Transfer of ownership of a property represents ‘a Gift’. Where the sender voluntarily put forwarded into effect such transfer without any kind of compensation or consideration in pecuniary value. Gift can be in the form of movable as well as immovable property. The parties may be two living persons or the transfer may take place only after the death of the transferor.

When the transfer takes place between two living people it is called inter vivos. When it takes place after the death of the transferor it is known as testamentary. The Transfer of Property Act does not define the term testamentary. But the Act defines the term inter Vivos under section 5 of the Transfer of property act, which talks about “transfer of property “.

Section 122

Section 122 of the Act defines a gift as the transfer of an existing moveable or immovable property. The transfers come out voluntarily and without deliberation. The person who transfers the property (transferor) is to be termed as the donor and the person who receives the property (transferee) is to be termed as the donee. The gift is complete when donee accepts it. This Section defines a gift as an indefensible transfer of ownership in some property that already exists.



The donor should be a competent person, i.e., he must have the capability and the right to make the gift. In other words, we can say that the donor must attain the age of majority and must be of sound mind. Juristic persons are also competent to make gifts such as Registered societies, firms, and institutions.  will be treated as void if it is made by a minor or insane person. Other than the capacity, the donor must also have the right to make a gift. The right of the donor can be determined by his ownership rights over the property at the time of making the transfer because a gift means the transfer of the ownership.

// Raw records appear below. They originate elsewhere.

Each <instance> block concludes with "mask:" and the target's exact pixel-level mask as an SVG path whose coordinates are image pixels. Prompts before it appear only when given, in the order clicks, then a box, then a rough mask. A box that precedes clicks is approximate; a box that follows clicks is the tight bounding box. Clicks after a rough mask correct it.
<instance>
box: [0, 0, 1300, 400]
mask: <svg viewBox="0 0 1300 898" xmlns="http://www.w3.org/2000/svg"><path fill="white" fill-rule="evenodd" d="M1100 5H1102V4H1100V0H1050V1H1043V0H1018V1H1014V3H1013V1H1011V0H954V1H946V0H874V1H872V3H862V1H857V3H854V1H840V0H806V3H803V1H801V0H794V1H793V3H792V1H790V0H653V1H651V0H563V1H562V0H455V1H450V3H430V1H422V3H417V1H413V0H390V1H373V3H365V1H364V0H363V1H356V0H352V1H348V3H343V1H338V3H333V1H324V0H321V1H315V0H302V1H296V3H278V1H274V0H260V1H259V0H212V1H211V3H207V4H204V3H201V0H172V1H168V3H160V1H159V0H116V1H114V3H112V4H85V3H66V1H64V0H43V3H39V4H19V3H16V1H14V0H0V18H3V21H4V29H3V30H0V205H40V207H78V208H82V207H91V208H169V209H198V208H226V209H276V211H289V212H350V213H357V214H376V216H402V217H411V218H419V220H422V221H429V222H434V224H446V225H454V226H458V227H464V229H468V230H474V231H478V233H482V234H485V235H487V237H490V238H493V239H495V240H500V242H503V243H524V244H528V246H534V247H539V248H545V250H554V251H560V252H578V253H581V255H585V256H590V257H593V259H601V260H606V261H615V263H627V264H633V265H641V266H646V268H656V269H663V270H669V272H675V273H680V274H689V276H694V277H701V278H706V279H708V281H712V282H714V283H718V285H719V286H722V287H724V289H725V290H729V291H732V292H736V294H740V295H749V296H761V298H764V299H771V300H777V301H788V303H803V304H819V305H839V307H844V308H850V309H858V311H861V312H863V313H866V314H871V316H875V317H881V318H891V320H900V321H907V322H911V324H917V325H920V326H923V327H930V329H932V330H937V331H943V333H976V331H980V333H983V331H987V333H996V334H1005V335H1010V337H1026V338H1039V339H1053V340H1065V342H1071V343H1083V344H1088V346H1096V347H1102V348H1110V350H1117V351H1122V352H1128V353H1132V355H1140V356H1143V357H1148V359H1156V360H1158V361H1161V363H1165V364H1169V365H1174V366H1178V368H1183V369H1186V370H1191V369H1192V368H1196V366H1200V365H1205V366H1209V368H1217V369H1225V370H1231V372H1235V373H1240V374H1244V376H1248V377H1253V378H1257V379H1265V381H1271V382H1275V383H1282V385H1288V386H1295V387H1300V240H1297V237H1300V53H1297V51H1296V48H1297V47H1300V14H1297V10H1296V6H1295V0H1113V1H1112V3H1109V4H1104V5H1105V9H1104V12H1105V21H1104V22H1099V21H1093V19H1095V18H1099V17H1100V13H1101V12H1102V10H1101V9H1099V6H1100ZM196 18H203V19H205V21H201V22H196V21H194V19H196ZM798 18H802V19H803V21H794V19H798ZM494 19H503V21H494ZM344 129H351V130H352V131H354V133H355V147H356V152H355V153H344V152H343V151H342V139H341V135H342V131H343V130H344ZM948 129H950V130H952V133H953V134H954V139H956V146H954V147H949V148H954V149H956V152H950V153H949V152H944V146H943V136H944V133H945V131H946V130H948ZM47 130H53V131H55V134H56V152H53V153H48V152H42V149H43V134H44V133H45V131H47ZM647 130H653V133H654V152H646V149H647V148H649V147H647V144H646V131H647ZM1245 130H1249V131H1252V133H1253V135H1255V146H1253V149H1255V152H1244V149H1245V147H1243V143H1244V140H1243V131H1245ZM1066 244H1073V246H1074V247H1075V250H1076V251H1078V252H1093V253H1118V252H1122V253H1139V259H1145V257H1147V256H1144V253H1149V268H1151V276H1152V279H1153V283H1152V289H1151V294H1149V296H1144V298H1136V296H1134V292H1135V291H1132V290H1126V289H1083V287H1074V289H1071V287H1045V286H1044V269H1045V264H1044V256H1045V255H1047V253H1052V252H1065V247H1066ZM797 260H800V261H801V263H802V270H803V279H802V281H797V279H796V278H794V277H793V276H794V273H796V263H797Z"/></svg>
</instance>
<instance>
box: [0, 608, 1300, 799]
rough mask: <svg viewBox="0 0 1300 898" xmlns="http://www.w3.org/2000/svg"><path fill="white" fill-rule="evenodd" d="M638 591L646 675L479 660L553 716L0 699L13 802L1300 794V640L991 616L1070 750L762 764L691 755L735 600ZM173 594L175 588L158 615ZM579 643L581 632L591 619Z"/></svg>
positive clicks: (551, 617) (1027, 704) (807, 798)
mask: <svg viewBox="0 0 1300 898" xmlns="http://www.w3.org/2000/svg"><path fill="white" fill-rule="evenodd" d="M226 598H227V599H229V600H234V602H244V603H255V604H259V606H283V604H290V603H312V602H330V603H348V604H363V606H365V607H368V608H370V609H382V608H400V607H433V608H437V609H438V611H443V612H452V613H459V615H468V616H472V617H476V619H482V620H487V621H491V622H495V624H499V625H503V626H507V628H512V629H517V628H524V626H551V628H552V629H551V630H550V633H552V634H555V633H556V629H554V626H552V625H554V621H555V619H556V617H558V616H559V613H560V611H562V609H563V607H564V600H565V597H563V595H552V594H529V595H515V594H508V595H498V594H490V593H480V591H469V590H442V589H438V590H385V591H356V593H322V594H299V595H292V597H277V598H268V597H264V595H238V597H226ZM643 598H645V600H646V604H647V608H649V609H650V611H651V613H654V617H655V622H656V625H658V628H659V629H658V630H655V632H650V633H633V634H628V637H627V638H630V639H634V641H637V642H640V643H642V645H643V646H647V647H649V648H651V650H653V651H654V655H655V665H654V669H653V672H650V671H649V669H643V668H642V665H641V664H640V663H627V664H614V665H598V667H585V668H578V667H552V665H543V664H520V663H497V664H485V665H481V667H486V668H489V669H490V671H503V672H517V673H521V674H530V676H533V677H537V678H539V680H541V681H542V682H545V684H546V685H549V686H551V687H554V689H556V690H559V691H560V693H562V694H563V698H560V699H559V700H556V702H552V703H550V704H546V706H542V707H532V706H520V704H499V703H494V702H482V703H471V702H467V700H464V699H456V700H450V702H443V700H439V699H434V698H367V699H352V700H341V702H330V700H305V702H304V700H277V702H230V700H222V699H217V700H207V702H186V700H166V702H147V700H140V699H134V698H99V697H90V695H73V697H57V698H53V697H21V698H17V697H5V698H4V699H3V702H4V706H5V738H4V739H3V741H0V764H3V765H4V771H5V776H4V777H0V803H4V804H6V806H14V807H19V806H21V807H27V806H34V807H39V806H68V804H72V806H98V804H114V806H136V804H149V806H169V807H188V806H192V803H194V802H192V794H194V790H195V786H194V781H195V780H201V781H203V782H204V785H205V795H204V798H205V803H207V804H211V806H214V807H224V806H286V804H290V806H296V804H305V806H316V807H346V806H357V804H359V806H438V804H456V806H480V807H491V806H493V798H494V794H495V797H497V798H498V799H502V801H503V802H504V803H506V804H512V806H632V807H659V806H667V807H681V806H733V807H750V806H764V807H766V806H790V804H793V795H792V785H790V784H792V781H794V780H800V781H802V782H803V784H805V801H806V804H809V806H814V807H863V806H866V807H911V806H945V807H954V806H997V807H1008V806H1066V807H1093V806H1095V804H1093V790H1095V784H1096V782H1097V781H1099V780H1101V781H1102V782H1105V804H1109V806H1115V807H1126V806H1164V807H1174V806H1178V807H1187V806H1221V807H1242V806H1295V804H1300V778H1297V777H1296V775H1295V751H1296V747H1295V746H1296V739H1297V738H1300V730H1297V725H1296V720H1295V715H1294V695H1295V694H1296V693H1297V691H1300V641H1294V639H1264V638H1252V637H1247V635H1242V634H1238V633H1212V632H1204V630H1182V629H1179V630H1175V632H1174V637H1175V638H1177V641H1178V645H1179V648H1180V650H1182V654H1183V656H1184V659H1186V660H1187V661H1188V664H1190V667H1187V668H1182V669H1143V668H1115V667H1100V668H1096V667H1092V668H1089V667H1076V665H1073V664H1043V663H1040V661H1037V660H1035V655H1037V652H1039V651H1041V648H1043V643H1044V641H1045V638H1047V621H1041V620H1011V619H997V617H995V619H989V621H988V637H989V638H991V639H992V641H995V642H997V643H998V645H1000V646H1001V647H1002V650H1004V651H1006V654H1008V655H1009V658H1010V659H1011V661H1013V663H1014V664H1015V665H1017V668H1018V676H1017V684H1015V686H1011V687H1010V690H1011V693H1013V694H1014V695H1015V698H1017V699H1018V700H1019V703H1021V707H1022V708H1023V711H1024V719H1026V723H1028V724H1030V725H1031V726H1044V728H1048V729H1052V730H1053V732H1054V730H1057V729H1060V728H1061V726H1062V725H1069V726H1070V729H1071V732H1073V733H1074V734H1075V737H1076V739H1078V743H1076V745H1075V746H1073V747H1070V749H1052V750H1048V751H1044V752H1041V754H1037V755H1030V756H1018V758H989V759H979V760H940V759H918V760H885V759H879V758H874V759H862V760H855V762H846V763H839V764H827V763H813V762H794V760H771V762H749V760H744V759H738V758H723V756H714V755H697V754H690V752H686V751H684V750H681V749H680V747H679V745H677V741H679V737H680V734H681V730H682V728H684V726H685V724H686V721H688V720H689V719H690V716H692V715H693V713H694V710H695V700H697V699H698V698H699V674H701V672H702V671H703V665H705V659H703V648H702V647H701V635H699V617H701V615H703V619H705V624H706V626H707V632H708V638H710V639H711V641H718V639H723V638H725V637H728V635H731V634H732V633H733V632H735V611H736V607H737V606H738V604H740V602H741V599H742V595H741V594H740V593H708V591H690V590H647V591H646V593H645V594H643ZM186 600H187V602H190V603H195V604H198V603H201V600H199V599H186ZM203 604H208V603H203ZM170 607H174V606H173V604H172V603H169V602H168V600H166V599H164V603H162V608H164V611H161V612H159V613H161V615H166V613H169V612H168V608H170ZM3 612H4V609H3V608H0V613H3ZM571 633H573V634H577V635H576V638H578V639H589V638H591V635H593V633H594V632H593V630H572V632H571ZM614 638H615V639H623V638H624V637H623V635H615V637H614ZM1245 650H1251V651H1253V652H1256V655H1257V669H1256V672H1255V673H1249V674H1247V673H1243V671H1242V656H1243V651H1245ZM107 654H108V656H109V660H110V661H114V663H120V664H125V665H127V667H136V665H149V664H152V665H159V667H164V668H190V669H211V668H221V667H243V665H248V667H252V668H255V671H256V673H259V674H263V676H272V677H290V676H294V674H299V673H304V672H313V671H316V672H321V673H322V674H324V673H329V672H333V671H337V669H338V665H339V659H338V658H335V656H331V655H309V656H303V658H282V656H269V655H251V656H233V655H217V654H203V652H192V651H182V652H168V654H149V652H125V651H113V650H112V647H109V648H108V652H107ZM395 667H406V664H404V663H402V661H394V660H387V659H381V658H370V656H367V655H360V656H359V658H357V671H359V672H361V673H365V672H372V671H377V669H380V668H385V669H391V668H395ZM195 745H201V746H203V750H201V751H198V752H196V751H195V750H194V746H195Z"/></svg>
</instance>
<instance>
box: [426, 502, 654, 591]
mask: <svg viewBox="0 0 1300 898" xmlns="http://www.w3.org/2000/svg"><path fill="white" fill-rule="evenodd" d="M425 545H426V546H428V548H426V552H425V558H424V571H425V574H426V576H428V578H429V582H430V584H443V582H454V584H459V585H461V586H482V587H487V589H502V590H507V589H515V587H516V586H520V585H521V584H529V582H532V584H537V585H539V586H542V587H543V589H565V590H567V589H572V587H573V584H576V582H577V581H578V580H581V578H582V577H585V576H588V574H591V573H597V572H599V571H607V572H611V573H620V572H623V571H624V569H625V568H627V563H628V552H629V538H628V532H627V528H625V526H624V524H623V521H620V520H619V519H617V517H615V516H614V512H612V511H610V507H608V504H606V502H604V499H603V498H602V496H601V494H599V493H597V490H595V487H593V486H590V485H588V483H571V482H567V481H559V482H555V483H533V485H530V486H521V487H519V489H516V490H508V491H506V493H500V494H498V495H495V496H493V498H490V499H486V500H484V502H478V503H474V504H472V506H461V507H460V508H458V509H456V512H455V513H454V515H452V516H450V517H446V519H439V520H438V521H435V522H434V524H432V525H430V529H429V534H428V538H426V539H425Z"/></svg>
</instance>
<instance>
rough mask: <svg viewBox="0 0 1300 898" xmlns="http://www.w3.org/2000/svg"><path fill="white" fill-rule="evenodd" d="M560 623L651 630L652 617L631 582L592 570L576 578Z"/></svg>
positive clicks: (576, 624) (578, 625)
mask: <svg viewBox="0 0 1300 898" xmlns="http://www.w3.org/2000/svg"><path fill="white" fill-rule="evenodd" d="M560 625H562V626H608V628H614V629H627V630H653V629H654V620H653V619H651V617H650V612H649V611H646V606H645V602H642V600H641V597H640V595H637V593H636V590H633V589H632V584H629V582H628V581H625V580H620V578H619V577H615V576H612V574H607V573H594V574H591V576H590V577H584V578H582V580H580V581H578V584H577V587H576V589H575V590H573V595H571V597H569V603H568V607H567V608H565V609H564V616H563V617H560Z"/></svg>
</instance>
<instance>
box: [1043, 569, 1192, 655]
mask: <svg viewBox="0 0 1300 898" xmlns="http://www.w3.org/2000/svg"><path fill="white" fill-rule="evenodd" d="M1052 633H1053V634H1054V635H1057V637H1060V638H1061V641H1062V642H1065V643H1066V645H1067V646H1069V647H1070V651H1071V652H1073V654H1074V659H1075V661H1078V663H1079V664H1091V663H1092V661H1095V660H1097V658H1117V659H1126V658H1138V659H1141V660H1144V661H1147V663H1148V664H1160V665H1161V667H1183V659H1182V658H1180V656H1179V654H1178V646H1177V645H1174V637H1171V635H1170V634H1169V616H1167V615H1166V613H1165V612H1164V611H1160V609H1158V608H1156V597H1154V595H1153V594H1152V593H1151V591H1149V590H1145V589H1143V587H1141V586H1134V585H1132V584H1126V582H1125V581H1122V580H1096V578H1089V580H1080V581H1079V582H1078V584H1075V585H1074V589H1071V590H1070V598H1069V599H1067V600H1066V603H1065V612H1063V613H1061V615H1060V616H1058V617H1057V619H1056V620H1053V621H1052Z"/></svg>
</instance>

There is no need for the donee to be competent to contract. He may be any person in existence at the date of making the gift. A gift will be termed to be valid no matter it is made to an insane person, or a minor, or even to a child existing in the mother’s womb subject to its lawful acceptance by a competent person on his/her behalf.

Juristic persons such as firms, institutions, or companies are deemed as competent donee and gift made to them are valid. The only point to be kept in mind is that the donee must be an ascertainable person. The ascertainable donee maybe two or more than two persons. The gift will be termed to be void if it is made to the general public.

Essential elements for gift:

  1. Transfer of ownership
  2. Existing property
  3. Transfer without consideration
  4. Voluntary transfer with free consent
  5. Acceptance of the gift

1.     Transfer of ownership:

Transfer of absolute interests indicates the transfer of all the rights and liabilities in terms of the property. To make it affect full, the donor must have the right to ownership over the said property. Nothing less than ownership may be transferred by way of gift, subject to certain conditions.

2.     Existing property

The property, which is the subject matter of the gift may be of any kind, movable, immovable, tangible, or intangible, but it must be in existence at the time of making a gift, and it must be transferable within the meaning of Section 5 of the Transfer of Property Act.

A gift of any kind of future property is deemed void. And the gift of spessuccessionis (expectation of succession) or mere chance of inheriting property or mere right to sue is also void.

3.     Transfer without consideration

A gift must be gratuitous, i.e., the ownership must be transferred without any consideration. Consideration, for the purpose of the gift, will have the same meaning as prescribed under Section 2(d) of the Indian Contract Act. The consideration is monetary in nature. Mutual affection and love are not monetary considerations and thus, property transferred in consideration of affection and love is a transfer without consideration and hence termed to be a gift. A property transferred in consideration of donee undertaking the liability of the donor is not gratuitous, hence, it is not a gift because liabilities include monetary obligations.

4.     Voluntary transfer with free consent

The donor must make the gift in the exercise of his own free will and free consent. Free consent is when the donor has the complete freedom to make the gift without any force, fraud coercion, and undue influence. The burden of proof lies on the donee.

5.     Acceptance of the gift

The donee must accept the gift. The donee may reject the gift by his choice. Acceptance of the gift may be either express or implied. Implied acceptance may be detected by the conduct of the donee and the circumstances. When the donee comes in the possession of the property, then it will be treated as the acceptance of the gift.

Where the donee is minor or insane, the gift can be accepted by a guardian or parent on behalf of their child. In such a case, the minor, on attaining majority, may reject the gift.

In terms of a juristic person, competent authority represent the legal person. Where the gift is made to a deity, it may be accepted by its agent, i.e., the priest or manager of the temple.


Hence, to originate a transfer as a gift it must accompany by the provisions of the Transfer of Property Act. The donor must be competent to make such a transfer but the donee may be any person.

The acceptance that comes after the death or incompetence of the donor is no acceptance. If the donee accepts the gift during the life of the donor but the donor dies before the registration and other formalities, the gift is deemed to have been accepted and the gift is valid.